A statue in Rochester, New York, dedicated to famed abolitionist Frederick Douglass was torn from its base and found 50 feet away near the Genesee River gorge on Sunday. This happened during the same weekend many Americans shared Douglass’s iconic and ever-timely “What to the Slave Is the Fourth of July?” speech, which he delivered 168 years prior.
According to the Rochester Democrat and Chronicle, the statue that once stood in on its base in Maplewood Park “had been placed over the fence to the gorge and was leaning against the fence,” on the river side.
The base, the lower half and a finger on the statue was damaged.
“It’s particularly painful that it happened to this time,” Carvin Eison, the director of the Re-energizing the Legacy of Frederick Douglass project, told the news site.

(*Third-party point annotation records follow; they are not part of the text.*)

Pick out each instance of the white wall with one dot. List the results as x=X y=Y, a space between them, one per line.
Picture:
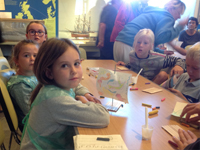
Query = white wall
x=67 y=17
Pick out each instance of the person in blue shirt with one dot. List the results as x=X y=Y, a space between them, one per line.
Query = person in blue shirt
x=160 y=21
x=190 y=36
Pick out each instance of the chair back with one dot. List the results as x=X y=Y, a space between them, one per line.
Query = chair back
x=6 y=74
x=2 y=135
x=8 y=108
x=83 y=53
x=4 y=63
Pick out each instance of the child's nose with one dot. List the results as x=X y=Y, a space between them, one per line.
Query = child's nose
x=73 y=70
x=32 y=58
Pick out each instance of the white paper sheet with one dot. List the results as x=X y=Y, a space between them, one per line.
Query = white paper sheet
x=90 y=142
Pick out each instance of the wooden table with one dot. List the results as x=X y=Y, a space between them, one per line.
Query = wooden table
x=128 y=120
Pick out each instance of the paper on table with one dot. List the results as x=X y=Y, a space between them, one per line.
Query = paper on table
x=122 y=68
x=152 y=90
x=179 y=108
x=90 y=142
x=172 y=130
x=113 y=106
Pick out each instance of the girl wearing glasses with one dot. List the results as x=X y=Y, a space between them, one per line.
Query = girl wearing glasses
x=36 y=32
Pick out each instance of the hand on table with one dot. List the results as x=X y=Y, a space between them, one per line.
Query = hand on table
x=190 y=109
x=92 y=98
x=183 y=21
x=83 y=99
x=176 y=70
x=168 y=52
x=186 y=138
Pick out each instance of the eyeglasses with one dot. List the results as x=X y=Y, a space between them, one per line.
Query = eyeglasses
x=33 y=32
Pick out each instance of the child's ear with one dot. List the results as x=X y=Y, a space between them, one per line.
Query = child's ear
x=48 y=73
x=15 y=61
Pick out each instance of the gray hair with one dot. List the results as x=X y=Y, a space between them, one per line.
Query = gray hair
x=144 y=32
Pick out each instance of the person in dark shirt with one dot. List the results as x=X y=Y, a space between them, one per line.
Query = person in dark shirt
x=106 y=24
x=191 y=35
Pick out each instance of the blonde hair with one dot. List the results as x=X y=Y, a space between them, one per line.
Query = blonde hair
x=175 y=4
x=194 y=52
x=144 y=32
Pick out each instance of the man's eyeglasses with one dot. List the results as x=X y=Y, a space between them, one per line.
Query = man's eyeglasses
x=33 y=32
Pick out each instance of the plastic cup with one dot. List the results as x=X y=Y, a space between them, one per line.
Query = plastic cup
x=134 y=80
x=147 y=132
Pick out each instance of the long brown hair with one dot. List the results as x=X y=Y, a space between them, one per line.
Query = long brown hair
x=16 y=50
x=48 y=53
x=37 y=22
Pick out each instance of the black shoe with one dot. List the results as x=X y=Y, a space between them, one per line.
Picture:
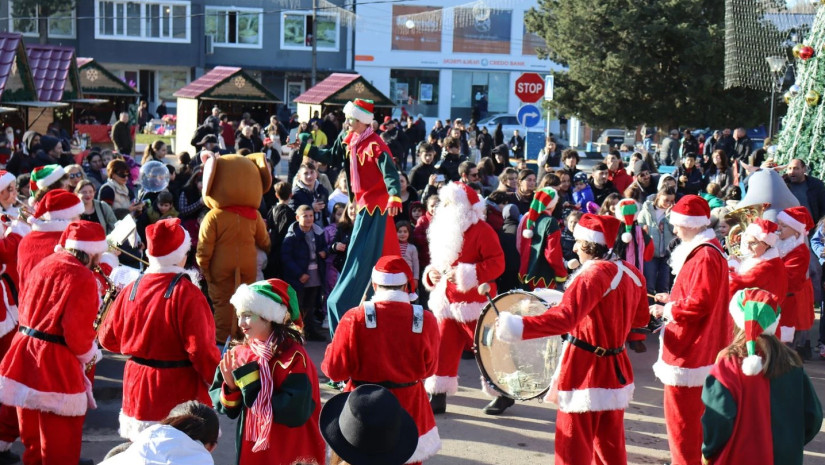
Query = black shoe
x=7 y=457
x=438 y=402
x=498 y=405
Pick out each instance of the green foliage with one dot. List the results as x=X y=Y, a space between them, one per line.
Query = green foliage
x=631 y=62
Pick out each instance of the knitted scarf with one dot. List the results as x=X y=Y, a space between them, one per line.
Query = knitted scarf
x=259 y=423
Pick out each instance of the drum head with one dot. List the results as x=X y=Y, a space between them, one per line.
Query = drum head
x=521 y=370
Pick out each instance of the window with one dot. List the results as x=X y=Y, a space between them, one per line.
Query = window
x=238 y=27
x=61 y=22
x=166 y=21
x=296 y=31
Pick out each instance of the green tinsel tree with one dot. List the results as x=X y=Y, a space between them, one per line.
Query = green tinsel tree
x=803 y=129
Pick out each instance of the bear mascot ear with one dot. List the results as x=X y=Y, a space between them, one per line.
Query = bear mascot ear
x=263 y=168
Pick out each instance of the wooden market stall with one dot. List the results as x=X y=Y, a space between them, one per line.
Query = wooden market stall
x=232 y=90
x=335 y=91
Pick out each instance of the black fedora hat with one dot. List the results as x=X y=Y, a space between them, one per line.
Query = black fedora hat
x=368 y=426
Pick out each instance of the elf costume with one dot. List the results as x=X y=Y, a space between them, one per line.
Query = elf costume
x=750 y=418
x=277 y=397
x=542 y=262
x=164 y=323
x=43 y=372
x=373 y=185
x=593 y=383
x=400 y=341
x=698 y=328
x=798 y=309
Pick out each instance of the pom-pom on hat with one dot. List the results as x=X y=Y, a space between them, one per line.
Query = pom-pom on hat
x=797 y=218
x=546 y=198
x=691 y=211
x=597 y=228
x=360 y=109
x=392 y=270
x=763 y=230
x=272 y=299
x=86 y=236
x=755 y=312
x=168 y=242
x=626 y=211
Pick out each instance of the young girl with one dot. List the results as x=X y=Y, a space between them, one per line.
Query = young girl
x=760 y=406
x=270 y=381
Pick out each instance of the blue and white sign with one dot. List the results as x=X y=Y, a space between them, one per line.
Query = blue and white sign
x=528 y=115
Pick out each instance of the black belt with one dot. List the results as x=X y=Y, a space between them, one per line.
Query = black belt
x=385 y=384
x=42 y=336
x=161 y=363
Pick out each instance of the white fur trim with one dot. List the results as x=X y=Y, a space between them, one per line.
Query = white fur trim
x=390 y=296
x=247 y=300
x=678 y=376
x=595 y=399
x=678 y=219
x=752 y=365
x=130 y=427
x=18 y=394
x=441 y=384
x=465 y=276
x=509 y=328
x=429 y=444
x=176 y=256
x=580 y=233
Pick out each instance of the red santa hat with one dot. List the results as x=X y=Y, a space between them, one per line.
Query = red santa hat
x=797 y=218
x=691 y=211
x=168 y=243
x=86 y=236
x=392 y=270
x=763 y=230
x=755 y=312
x=597 y=228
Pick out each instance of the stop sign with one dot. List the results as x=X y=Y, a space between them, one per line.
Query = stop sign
x=530 y=87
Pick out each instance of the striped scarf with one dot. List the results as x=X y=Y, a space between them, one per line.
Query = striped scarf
x=259 y=422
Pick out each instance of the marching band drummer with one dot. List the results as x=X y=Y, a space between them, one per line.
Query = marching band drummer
x=594 y=382
x=163 y=321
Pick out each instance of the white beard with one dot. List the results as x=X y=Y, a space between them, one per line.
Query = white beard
x=683 y=250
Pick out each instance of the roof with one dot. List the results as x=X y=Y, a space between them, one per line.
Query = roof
x=227 y=83
x=97 y=80
x=54 y=69
x=340 y=88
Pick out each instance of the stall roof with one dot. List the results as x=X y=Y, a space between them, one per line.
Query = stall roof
x=229 y=84
x=97 y=80
x=16 y=83
x=340 y=88
x=54 y=69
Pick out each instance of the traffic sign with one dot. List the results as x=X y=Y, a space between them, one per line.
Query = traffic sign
x=529 y=87
x=528 y=115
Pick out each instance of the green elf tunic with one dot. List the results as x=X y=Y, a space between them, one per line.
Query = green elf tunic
x=757 y=421
x=295 y=437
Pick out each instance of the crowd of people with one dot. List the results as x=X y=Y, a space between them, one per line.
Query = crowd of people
x=397 y=264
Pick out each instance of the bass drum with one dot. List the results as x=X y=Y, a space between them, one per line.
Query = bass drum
x=521 y=370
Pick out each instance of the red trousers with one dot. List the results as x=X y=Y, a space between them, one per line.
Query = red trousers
x=683 y=416
x=455 y=337
x=590 y=438
x=50 y=439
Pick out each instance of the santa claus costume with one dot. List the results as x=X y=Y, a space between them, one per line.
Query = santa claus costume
x=43 y=373
x=798 y=311
x=765 y=270
x=464 y=252
x=593 y=383
x=698 y=327
x=399 y=339
x=53 y=214
x=164 y=323
x=542 y=262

Not only was the timing of the vandalism painful, but Maplewood Park is also a significant landmark, being a site along the Underground Railroad where Douglass and Harriet Tubman helped those still enslaved make their way to freedom.
According to Eison, the statue is beyond repair and will have to be replaced.
The vandalism of the statue is under investigation.
“What comes of this? Is this some type of retaliation because of the national fever over confederate monuments right now? Very disappointing—it’s beyond disappointing,” Eison said to WROC.